Celia: During the course of their chat Celia has ended up on his lap, her body curled on his with her knees bent and arms around his neck and shoulders. She can’t help but think how natural it feels to sit with him like this, how, if their lives had not been stolen from them, this is where they would have ended up. Movie nights. Ice cream. Moderately late night walks in the park. In a perfect world Lucy would be her daughter in truth rather than just in name, and Roderick would still go by Stephen.

This night it’s as if nothing changed. As if the past few years hadn’t happened. As he speaks she wonders if it is the bond settling into place, but she knows the truth of it: she’d been bonded before and not felt the same depth of emotion for someone. Everything prior to this has been a pale echo, a flat imitation of what it is that surges through her now. The bond creates obsession, she thinks, not… this.

She doesn’t want to think the word.

She doesn’t want to think the word because she has heard how many times he has said his sire’s name. Coco. How many times he has come back to something she said, explained, thought, planned. In a perfect world she need but ask and he would join her in the Quarter, permanently rather than for a night. But he says her name again, Coco, and she knows that Stephen is now Roderick, and Roderick belongs to her.

Just like she belongs to him. The cold one. He could shatter her and she would come back to him.

She presses her face against Roderick’s shoulder as he finishes explaining why his sire will not rise up. Coco has her public reasons, of course, but privately Celia thinks that it all comes down to one thing: fear. The Brujah has built a power base for herself. When a man is at the bottom of the mountain, he has nowhere to go but up. But Coco is halfway up, and she is afraid to fall and lose the progress that she has made.

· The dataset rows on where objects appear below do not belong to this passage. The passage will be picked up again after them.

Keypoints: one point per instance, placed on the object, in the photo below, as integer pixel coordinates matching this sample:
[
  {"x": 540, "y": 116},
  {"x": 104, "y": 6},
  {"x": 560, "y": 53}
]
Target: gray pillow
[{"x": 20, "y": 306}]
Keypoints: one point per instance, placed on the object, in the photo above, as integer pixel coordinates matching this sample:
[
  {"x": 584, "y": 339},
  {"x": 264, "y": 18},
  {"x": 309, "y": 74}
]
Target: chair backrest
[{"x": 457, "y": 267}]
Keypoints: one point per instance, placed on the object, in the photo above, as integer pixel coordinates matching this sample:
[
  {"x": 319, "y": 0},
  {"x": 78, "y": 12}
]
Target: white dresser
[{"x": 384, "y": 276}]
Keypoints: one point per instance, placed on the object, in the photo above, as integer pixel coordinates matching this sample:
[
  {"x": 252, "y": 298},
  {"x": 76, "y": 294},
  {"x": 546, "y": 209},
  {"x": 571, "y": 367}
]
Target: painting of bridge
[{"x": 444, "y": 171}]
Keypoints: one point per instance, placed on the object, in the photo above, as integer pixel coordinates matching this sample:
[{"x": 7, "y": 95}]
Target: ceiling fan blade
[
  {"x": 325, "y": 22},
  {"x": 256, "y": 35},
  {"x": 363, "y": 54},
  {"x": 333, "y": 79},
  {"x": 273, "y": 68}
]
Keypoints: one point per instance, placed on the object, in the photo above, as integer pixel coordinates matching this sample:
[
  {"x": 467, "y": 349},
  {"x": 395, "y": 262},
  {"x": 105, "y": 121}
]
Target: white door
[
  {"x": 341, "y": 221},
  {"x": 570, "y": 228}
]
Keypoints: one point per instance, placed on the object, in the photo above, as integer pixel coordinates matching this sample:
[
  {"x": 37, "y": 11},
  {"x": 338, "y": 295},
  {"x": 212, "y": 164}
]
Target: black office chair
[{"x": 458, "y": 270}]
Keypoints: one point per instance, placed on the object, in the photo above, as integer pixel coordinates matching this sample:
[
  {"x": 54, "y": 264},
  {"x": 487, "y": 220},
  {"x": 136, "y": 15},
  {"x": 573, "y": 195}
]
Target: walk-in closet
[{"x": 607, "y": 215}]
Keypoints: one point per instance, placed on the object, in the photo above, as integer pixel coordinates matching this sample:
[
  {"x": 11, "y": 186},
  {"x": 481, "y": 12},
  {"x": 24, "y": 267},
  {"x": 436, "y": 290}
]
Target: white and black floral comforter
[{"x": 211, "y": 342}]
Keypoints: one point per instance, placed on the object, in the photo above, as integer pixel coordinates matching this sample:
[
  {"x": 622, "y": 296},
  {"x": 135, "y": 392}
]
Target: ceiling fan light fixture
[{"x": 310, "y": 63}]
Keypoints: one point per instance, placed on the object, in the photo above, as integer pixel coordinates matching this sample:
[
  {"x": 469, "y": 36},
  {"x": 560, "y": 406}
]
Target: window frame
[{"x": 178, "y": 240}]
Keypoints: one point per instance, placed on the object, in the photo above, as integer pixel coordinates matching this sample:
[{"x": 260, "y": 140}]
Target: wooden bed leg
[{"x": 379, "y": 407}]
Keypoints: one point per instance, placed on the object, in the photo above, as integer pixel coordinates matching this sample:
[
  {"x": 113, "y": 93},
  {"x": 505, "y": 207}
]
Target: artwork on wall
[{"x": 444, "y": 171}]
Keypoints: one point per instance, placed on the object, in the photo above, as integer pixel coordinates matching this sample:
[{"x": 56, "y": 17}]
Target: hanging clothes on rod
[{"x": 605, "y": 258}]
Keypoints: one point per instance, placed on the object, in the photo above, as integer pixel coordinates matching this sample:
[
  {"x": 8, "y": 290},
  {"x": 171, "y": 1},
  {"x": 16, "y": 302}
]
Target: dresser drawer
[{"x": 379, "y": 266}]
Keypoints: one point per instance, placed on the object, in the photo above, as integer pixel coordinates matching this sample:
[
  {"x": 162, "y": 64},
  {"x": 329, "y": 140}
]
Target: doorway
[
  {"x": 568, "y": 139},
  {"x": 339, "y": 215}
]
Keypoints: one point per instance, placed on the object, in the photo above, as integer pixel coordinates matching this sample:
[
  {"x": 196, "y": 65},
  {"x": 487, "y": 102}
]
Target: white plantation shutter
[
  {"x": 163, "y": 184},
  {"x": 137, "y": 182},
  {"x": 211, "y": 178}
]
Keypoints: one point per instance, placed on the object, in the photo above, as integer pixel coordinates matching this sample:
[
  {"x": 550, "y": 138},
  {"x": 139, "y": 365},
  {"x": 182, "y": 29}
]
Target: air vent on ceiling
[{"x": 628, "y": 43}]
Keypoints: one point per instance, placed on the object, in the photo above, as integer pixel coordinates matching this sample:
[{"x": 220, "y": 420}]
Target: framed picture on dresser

She doesn’t say any of this to him. She doesn’t point out that Mid-City exists because Vidal allows it to exist. That as soon as the prince thinks someone has a chance at making headway, he’ll remove that head. That, if summoned, Coco will still come running.

Mel had told her the history of the city. Savoy exists because he seized the power he wanted. That’s how it’s done now. She doesn’t like it anymore than anyone else does, but, when pushed, humans and Kindred will both resort to shows of strength and domination to hold territory. That’s how it has been done in the entire history of man, and even in the animal kingdom; why would Kindred, for all their bestial nature, be any different? They can believe they are in charge, they can believe they are erudite, thinking beings all they want, and in the end it boils down to one thing: control. Control of the Beast, control of others.

It’s an uncivilized, chaotic mess.

She’s quiet for a time. Finally, she says, “Anyone with any amount of power, even if it isn’t forcefully seized, often fails to give it up. Why would someone who has it give it away? Look at your speed, the sway you have over kine. Small power in the scheme of things, gifted to you, and yet if I asked if you’d give that up, would you?”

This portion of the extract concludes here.